QuEra Computing, a developer of neutral-atom quantum computers, has announced an additional investment from NVentures (the venture capital arm of NVIDIA). This latest funding expands QuEra’s $230 million Series B round, which was first unveiled in February 2025 and included participation from Google. The round further strengthens QuEra’s position at the intersection of quantum computing, artificial intelligence, and cloud infrastructure.

The investment from NVentures builds on QuEra’s existing partnerships with major technology players, including Amazon Web Services. These collaborations give QuEra access to some of the most advanced computing environments in the world, helping the company move closer to its goal of building large-scale, error-corrected quantum systems. The funding also deepens QuEra’s technical and commercial relationship with NVIDIA, particularly in the area of hybrid quantum-classical computing.

QuEra’s neutral-atom architecture is being integrated with NVIDIA’s accelerated computing stack to support high-performance computing centers globally. One of the most notable examples is Japan’s ABCI-Q system, where a Gemini-class QuEra quantum computer operates alongside more than 2,000 NVIDIA H100 GPUs. These systems are connected through NVIDIA’s CUDA-Q software platform, forming a national testbed for developing fault-tolerant quantum algorithms and workflows that leverage AI.

In the United States, QuEra is also collaborating with NVIDIA at the newly established NVIDIA Accelerated Quantum Center in Boston. There, QuEra’s hardware is paired with NVIDIA’s GB200 NVL72 GPU clusters to support large-scale simulation and research into quantum error correction. One of the key outcomes of this partnership has been the development of AI-powered quantum decoders.

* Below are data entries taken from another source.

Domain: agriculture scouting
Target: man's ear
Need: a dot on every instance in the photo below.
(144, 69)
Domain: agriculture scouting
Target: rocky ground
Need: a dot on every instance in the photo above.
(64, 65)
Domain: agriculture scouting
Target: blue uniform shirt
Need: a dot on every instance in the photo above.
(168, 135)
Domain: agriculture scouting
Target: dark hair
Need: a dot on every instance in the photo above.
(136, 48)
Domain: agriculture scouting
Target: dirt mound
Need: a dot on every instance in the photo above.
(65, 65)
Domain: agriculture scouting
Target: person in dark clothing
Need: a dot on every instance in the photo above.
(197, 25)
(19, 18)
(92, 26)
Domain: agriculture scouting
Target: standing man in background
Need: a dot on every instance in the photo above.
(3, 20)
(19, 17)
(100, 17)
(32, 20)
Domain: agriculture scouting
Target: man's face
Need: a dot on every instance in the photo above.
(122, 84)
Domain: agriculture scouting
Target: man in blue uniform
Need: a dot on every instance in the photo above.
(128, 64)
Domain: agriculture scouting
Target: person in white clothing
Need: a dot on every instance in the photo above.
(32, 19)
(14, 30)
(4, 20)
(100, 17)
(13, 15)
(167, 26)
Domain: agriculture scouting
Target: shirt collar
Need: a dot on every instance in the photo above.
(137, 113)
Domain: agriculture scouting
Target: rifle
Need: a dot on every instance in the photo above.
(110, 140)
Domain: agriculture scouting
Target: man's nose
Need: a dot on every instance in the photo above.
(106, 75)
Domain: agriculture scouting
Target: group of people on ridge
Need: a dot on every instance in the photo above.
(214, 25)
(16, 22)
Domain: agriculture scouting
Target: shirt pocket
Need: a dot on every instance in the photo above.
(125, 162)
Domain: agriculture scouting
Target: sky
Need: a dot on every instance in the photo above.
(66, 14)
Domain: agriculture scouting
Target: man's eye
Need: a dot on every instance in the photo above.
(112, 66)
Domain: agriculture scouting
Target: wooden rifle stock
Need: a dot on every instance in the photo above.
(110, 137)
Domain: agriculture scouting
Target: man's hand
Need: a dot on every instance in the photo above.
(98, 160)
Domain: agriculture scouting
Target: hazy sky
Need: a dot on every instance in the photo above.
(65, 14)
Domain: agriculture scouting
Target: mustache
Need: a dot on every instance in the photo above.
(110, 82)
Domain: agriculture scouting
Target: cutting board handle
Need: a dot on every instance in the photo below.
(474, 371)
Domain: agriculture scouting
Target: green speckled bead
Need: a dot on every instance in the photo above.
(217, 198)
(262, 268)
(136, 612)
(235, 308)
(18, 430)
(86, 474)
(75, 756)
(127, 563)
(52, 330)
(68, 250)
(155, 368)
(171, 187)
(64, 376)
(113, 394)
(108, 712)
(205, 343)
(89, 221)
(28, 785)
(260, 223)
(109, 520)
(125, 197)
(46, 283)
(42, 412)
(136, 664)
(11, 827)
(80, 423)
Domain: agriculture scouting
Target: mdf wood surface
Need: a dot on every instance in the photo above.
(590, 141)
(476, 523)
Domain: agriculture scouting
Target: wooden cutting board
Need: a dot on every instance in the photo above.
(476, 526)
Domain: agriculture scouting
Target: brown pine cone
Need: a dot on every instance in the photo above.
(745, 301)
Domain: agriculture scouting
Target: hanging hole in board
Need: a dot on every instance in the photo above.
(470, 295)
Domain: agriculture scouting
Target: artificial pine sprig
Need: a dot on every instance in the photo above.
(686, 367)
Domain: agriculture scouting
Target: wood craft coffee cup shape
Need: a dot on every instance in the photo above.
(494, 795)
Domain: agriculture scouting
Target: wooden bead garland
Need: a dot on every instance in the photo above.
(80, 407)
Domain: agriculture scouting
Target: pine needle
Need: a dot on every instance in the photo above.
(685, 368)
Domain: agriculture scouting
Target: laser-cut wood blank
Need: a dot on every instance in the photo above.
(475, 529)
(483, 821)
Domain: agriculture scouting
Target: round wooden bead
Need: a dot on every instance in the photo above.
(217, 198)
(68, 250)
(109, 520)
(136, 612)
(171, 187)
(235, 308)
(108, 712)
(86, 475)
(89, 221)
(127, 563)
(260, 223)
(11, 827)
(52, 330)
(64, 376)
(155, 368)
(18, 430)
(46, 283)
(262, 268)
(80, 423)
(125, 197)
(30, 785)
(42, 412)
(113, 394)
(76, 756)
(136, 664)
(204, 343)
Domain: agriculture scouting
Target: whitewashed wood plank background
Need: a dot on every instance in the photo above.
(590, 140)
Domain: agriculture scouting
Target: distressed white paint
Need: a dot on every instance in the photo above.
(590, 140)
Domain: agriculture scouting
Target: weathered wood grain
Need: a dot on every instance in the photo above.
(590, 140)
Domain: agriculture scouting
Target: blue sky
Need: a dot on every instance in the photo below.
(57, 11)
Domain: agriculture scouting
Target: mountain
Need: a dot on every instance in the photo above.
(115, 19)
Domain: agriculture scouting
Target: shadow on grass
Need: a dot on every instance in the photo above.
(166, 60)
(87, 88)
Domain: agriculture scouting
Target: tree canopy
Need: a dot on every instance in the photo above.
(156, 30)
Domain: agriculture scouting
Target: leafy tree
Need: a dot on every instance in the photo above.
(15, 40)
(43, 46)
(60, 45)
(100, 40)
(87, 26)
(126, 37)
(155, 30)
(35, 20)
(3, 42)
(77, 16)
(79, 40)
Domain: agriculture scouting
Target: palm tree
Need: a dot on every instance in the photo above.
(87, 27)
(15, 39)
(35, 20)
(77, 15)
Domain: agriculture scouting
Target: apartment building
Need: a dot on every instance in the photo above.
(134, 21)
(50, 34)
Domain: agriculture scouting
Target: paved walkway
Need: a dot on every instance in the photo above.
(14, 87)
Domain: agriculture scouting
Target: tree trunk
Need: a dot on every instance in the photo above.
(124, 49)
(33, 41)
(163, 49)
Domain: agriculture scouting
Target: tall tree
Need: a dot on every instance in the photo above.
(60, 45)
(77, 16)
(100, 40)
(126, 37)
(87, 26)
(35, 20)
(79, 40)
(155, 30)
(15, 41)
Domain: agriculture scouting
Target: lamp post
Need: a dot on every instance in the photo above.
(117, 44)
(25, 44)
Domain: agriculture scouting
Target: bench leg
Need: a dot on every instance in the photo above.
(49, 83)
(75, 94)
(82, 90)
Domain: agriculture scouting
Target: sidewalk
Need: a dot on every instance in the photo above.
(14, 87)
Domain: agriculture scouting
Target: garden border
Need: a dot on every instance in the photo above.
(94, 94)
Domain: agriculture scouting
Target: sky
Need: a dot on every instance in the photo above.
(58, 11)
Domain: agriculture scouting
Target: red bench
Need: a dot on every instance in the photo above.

These decoders, built using transformer models trained on NVIDIA’s infrastructure, have demonstrated improved scalability and performance compared to traditional methods—an important milestone in the journey toward practical fault-tolerant quantum computing.

The investment also signals growing market momentum for hybrid quantum-classical systems. QuEra’s technology is now being validated as a viable partner for GPU-coupled quantum supercomputers, and its coordinated push into high-performance computing centers is designed to reduce barriers to adoption. With support from Google, AWS, and now NVIDIA, QuEra is positioned to accelerate its roadmap and expand its reach beyond early-stage research labs into broader enterprise and institutional markets.

QuEra’s broader goal is to develop quantum computers that are not only scalable and fault-tolerant but also capable of solving problems that are currently beyond the reach of classical systems. Built on foundational research from Harvard and MIT, the company operates the world’s largest publicly accessible quantum computer, available both via cloud platforms and for on-premises deployment.

KEY QUOTES:

“We already work with NVIDIA, pairing our scalable neutral‑atom architecture with its accelerated‑computing stack to speed the arrival of useful, fault‑tolerant quantum machines. But the decision to invest in us deepens our collaboration and underscores our shared belief that hybrid quantum-classical systems will unlock meaningful value for customers sooner than many expect.”